Possibility of selection of chondrogenic progenitor cells by telomere length in FGF-2-expanded mesenchymal stromal cells

Abstract

Telomere length plays an important role in regulating the proliferative capacity of cells, and serves as a marker for cell cycle history and also for their remaining replicative potential. Mesenchymal stromal cells (MSC) are known to be a significant cell source for therapeutic intervention and tissue engineering. To investigate any possible limitations in the replicative potential and chondrogenic differentiation potential of fibroblast growth factor-2-expanded MSCs (FGF(+)MSC), these cells were differentiated at various population doublings (PDs), and telomere length and telomerase activity were measured before and after differentiation. FGF(+)MSC cultured at a relatively low density maintained proliferation capability past more than 80 PD and maintained chondrogenic differentiation potential up to at least 46 PD and long telomeres up to 105 PD, despite expressing low levels of telomerase activity. Interestingly, upon chondrogenic differentiation of these cells, telomeres showed a remarkable reduction in length. This shortening was more extensive when FGF(+)MSC of higher PD levels were differentiated. These findings suggest that telomere length may be a useful genetic marker for chondrogenic progenitor cells.

Figure 1

Cell proliferation and morphological aspects. (a) Proliferation curve of FGF(+)MSC or FGF(–)MSC from MSC₁₉ and ₄₅ (donor age, 19 and 45 years old, respectively).

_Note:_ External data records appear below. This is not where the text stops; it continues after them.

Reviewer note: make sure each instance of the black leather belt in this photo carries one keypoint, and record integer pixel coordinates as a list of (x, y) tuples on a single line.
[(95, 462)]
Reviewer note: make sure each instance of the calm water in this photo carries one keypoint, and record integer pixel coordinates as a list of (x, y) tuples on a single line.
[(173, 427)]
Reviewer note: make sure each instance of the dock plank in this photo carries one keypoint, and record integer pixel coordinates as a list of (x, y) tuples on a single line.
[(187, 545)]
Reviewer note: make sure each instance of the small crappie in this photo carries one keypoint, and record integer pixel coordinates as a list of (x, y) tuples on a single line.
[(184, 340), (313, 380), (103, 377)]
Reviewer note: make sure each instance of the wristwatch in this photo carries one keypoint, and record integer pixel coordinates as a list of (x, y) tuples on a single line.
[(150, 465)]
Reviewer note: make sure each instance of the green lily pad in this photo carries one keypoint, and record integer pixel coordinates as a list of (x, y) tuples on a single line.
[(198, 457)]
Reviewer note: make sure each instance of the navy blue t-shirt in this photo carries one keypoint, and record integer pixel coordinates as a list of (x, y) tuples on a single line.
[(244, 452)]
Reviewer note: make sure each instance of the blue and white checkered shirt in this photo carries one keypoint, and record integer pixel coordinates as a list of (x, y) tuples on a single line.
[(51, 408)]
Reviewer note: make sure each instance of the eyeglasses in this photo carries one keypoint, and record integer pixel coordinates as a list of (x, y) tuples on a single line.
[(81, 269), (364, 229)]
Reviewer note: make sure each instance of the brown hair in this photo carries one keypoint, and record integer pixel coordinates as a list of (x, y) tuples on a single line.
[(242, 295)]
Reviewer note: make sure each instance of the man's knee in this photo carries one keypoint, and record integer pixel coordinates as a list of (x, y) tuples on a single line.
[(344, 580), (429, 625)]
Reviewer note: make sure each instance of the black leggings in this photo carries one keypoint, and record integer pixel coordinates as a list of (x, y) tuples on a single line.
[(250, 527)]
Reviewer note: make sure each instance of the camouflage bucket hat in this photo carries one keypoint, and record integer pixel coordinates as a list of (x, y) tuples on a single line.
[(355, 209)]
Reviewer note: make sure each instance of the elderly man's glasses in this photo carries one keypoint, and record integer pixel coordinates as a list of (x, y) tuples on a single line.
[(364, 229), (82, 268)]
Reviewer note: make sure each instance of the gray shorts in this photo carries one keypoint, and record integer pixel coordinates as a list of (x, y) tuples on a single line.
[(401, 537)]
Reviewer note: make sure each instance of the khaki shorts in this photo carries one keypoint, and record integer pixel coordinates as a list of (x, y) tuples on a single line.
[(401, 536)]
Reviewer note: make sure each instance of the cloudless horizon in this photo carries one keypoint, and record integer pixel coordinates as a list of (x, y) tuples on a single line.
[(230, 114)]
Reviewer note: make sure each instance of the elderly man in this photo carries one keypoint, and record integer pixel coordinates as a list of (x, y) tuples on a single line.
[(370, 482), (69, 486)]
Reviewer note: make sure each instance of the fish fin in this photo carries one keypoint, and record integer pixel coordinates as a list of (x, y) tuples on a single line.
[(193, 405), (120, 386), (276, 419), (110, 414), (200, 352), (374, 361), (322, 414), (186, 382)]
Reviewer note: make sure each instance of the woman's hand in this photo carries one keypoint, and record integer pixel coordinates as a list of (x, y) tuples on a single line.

MSCs were isolated from bone marrow aspirates of normal adult donors. After confirming cell adhesion to the plate, MSCs were cultured with 15% FBS‐DMEM with or without FGF‐2 (final conc.; 1 ng/ml). Cumulative population doublings level (PDL) is regarded as zero for culture starting immediately after the primary culture of cells, and calculated to increase according to the equation: log₂{(the number of collected cells)/(the number of seeded cells)}. (b) Representative morphological aspects. FGF+; cells cultured with media including FGF‐2, FGF−; without FGF‐2. The scale indicates 5 µm.

Figure 2

Representative microscopic views of chondrogenesis of MSC. The pellet tissue was evaluated by toluidine blue stain (a–f) and immunohistochemical analysis (type II collagen; g–m). FGF(+) MSC‐derived pellet: 9, 12 and 46 PD: (a, g) (b, h) and (c, i), respectively. FGF(–)MSC‐derived pellet: 8 PD (e, k). D⁻: control, chondrogenic differentiation media not including TGF‐β3 or dexamethasone. FGF(+)MSC‐derived:10 PD (d, j). FGF(–)MSC‐derived: 7 PD (f, l). Negative control for immunohistochemical analysis (m). Magnification was 200‐fold. The scale indicates 50 µm.

Figure 3

Effect of FGF‐2 on telomere length of MSC. Telomere length was measured by Southern blot analysis. MSC₁₄ and ₁₉: donor age, 14 and 19 years old. h‐Chon₇₉: human chondrocytes, 79 years old. Chon. F+ or Chon. F−; chondrogenesis of FGF(+)MSC or FGF(–)MSC.